If you want a stateless way to shuffle, sorry, but that's impossible. A shuffle needs state. If you're content with random pairings that are independent of previous pairings then that can be stateless but it's not a shuffle. In that case your function is just an evenly distributed random number from 0 to length-1. 

If you must have a shuffle, are willing to keep some state, but can't be moving users around in their array I have a solution.

Use indirection. You have arrays of users that you don't want to touch. Fine but they're arrays, so you have random access to them. You don't have to move the users. You just have to shuffle an array of indexes into one of them.

Say you have two arrays of 10 girls and 10 boys. Just add an array of 10 ints. Lets call it `partner`.

`let partner = [0,1,2,3,4,5,6,7,8,9]`

`partner.shuffle()`

Your 'function' is now `partner[index]`. You could use it like this:

`dance(girls[index], boys[partner[index]])`

Also, understand that in many languages, and data structures, if you shuffle your array of users you aren't actually moving around the user data. You're moving around a small little reference that points to the user data. That reference is usually no bigger than an int. 
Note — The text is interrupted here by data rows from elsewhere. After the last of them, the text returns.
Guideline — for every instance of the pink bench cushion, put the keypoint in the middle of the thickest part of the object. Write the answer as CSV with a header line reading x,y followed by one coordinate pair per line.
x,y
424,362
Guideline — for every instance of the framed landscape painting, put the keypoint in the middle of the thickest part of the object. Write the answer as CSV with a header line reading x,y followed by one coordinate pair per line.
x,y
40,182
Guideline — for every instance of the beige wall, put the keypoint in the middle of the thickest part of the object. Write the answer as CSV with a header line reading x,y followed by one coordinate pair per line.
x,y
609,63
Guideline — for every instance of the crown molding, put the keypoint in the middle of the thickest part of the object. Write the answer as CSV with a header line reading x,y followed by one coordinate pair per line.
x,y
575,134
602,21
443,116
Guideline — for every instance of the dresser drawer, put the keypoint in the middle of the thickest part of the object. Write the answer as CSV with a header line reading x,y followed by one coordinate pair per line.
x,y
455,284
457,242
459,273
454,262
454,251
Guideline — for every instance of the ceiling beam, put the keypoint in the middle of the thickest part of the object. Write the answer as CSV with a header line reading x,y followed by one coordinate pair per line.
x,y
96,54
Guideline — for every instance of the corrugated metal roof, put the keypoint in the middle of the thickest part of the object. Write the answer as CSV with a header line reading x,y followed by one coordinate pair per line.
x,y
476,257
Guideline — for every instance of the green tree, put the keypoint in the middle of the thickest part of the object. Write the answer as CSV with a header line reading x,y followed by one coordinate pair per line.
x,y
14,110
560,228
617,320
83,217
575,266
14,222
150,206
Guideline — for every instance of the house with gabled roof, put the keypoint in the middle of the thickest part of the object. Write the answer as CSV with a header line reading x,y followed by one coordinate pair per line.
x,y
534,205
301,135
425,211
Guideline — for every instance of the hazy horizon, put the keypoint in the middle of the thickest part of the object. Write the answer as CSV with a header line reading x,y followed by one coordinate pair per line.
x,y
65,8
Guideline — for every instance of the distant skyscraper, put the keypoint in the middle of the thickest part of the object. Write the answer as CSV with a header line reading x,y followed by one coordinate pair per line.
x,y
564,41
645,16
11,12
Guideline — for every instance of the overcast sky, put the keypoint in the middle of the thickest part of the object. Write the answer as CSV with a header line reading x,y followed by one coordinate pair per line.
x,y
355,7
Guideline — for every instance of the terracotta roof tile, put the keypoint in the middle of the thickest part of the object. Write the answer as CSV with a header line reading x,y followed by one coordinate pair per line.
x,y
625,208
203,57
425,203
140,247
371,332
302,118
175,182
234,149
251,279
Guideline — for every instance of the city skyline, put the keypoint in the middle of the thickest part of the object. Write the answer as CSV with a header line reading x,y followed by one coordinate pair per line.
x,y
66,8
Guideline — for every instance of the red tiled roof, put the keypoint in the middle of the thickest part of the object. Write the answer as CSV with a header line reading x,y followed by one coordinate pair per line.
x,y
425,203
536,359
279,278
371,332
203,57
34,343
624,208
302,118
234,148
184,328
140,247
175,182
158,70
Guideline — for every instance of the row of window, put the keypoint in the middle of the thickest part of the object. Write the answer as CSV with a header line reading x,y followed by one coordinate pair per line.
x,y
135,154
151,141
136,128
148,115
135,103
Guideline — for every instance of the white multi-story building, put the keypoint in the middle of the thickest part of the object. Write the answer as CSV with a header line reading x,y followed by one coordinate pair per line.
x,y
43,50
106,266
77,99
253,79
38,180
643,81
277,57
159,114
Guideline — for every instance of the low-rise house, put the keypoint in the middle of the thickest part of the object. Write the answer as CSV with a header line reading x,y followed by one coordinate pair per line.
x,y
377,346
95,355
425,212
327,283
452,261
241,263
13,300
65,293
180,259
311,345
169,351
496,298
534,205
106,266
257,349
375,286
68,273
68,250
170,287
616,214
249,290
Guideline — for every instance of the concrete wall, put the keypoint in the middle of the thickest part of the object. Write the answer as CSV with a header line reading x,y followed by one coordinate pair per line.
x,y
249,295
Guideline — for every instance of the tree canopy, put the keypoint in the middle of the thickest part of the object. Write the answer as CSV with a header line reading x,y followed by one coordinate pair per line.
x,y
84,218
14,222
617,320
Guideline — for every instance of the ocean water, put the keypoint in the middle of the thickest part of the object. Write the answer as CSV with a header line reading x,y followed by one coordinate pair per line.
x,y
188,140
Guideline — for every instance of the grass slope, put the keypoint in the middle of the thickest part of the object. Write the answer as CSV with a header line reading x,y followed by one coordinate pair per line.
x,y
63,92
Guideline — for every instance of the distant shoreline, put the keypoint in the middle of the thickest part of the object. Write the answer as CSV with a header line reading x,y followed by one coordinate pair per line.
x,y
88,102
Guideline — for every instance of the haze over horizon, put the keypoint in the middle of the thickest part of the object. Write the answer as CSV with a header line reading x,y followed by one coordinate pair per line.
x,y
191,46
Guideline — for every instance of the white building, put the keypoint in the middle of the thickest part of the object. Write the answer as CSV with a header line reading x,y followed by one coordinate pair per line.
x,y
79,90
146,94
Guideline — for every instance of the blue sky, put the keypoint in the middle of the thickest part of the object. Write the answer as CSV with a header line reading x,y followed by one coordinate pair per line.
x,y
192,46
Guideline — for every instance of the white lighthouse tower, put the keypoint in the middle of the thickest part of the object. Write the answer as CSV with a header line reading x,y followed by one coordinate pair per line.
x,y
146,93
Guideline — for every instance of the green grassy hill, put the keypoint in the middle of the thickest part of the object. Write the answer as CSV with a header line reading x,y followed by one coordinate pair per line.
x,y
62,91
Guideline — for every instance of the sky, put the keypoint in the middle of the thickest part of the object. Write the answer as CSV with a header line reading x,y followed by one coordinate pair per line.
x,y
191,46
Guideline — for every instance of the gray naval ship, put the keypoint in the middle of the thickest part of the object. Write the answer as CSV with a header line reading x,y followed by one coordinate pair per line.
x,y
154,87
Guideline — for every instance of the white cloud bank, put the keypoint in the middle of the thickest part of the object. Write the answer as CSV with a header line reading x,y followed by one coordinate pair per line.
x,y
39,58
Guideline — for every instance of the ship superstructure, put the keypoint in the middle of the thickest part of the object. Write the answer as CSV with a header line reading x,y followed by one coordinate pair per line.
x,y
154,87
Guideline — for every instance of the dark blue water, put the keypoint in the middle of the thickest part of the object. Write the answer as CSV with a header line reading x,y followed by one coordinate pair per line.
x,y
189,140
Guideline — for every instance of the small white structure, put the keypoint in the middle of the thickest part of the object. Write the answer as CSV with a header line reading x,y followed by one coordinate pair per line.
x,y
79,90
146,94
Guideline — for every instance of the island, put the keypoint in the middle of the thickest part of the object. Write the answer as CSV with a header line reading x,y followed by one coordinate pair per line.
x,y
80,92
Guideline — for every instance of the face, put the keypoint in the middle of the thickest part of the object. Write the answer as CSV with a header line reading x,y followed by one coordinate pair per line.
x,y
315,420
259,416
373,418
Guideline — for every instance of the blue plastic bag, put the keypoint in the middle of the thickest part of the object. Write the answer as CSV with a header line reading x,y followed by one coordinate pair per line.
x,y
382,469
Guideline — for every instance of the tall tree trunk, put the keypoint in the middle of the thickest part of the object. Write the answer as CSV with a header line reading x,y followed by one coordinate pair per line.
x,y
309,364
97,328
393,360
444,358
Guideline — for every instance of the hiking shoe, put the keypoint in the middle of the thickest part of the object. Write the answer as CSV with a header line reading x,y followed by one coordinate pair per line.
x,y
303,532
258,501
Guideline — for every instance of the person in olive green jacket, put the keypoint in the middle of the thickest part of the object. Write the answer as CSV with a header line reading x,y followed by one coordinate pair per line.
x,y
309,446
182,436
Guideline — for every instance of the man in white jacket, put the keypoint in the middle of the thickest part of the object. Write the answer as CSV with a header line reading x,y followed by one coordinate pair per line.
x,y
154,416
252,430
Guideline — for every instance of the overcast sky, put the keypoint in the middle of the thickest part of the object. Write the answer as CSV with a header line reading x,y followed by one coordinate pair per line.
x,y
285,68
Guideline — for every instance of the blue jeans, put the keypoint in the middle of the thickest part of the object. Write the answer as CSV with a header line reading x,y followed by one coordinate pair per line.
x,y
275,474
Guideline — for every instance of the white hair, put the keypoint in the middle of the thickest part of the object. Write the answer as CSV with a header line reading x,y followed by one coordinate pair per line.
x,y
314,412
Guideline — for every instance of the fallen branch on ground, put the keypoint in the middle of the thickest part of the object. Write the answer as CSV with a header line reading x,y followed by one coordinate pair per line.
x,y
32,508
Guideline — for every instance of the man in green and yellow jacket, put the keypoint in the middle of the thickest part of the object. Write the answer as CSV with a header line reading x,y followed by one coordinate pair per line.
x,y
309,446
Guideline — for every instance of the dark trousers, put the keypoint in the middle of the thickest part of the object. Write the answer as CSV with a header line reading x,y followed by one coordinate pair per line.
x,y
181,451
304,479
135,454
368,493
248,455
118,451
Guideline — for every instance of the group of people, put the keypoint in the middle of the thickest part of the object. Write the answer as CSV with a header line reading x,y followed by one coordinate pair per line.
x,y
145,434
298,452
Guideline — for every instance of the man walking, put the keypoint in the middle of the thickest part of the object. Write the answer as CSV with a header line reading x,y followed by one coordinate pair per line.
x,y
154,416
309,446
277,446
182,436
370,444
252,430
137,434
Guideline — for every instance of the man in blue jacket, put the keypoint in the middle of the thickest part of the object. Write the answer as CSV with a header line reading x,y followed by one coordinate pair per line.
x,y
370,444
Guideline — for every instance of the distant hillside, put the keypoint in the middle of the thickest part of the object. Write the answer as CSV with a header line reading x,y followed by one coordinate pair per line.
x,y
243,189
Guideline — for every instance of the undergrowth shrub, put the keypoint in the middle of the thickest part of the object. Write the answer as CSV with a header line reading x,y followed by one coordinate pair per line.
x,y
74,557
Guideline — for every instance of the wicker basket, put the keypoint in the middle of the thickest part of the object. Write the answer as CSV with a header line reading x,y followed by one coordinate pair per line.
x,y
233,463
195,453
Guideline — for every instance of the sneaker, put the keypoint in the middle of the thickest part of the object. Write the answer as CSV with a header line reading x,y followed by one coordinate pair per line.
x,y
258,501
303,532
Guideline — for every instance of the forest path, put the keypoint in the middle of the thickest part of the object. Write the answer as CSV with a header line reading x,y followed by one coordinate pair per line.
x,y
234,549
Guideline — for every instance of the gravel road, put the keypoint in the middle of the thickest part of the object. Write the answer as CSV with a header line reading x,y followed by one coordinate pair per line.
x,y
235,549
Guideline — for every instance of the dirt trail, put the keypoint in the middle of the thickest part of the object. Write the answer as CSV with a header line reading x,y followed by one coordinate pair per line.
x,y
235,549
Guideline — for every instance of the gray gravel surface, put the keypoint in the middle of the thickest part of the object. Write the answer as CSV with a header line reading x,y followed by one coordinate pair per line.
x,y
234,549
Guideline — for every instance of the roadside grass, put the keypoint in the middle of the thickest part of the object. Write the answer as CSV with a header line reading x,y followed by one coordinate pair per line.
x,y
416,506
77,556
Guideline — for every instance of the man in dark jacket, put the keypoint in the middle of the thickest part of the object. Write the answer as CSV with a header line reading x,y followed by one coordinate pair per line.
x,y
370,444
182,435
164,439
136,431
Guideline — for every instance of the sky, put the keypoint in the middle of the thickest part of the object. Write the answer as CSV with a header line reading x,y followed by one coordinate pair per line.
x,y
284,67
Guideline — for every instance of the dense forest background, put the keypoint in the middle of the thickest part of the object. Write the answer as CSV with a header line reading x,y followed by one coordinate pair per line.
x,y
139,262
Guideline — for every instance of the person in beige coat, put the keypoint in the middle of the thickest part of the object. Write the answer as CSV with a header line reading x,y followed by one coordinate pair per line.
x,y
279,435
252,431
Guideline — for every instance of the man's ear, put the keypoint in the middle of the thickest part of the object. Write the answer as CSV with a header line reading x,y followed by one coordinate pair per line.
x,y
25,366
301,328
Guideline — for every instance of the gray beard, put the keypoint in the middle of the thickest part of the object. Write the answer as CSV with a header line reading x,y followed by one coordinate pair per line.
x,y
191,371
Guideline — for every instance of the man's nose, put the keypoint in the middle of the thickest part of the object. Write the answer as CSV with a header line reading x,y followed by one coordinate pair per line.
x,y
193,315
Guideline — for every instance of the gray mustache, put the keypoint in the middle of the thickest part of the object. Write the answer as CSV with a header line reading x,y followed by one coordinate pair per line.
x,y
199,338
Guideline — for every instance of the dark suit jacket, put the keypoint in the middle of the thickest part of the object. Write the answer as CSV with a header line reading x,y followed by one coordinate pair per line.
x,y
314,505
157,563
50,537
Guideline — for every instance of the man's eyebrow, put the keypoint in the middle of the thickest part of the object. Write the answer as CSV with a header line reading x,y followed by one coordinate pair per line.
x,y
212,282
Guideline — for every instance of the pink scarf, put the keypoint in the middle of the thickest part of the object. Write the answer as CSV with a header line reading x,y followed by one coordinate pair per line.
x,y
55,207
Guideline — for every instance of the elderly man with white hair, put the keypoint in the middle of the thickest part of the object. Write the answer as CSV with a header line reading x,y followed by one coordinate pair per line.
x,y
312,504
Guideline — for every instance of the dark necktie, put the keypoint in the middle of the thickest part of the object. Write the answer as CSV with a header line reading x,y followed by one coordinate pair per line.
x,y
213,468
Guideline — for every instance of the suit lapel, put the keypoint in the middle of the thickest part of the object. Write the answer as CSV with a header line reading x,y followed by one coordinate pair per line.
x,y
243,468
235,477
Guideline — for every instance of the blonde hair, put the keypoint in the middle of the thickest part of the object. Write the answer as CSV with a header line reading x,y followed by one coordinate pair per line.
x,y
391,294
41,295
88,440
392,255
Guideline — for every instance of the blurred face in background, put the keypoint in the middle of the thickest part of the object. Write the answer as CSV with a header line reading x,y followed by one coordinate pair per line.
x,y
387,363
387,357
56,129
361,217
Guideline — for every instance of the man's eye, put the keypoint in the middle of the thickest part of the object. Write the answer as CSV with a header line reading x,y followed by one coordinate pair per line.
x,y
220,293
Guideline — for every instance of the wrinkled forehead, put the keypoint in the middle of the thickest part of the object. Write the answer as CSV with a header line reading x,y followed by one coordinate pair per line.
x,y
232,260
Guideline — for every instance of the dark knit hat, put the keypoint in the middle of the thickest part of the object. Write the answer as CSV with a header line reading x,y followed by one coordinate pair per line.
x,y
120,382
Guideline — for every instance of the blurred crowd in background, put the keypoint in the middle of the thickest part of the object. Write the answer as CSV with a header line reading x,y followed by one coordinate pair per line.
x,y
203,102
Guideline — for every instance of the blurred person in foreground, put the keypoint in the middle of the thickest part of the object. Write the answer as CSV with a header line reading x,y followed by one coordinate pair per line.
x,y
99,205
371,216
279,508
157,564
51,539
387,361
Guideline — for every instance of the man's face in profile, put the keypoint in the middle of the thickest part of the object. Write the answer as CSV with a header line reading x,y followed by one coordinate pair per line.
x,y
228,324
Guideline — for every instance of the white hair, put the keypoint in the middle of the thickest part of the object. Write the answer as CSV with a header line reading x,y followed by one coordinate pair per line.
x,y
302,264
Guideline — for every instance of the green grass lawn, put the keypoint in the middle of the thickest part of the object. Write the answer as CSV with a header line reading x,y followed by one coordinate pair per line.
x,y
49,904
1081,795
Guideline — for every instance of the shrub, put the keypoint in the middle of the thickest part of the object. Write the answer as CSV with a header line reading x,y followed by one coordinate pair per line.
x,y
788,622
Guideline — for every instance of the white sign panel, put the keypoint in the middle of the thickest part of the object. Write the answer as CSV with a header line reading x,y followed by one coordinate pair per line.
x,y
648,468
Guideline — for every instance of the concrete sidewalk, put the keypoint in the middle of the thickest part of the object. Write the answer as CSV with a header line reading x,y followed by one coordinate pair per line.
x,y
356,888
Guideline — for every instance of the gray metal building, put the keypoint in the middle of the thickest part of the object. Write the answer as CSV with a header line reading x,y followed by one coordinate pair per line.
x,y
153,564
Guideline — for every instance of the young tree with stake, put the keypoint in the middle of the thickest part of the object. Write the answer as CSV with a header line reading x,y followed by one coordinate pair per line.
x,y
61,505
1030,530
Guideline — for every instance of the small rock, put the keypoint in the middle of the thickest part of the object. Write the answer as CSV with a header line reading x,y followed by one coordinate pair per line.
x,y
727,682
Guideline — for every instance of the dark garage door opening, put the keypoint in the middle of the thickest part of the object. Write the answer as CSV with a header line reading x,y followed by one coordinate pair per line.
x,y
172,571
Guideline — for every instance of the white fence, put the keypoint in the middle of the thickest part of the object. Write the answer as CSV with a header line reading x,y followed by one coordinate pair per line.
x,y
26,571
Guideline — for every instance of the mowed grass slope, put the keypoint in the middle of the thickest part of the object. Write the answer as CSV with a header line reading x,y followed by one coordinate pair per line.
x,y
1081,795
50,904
If you're in that situation then the indirection provided by `partner` is pointless. Just shuffle your array directly. If you can't because you have to preserve the original order you can simply make a copy of the references and shuffle the copy.

So be sure you can't directly sort your array before you add a level of indirection you might not need.

As for the issue of large, if you're up against more references than will fit in memory you might want to not assume you have full random access to the array. IO is slow and works better as a stream. 

A two pass shuffle can read the array sequentially (as a stream) and work on a chunk small enough to fit in memory as a full blown random access array. Create files for each chunk. Append to the chunks randomly from the whole stream. Then, one at a time, load up each memory sized chunk and shuffle it now that you have fast random access. After that you can append the shuffled chunk into one file for them all.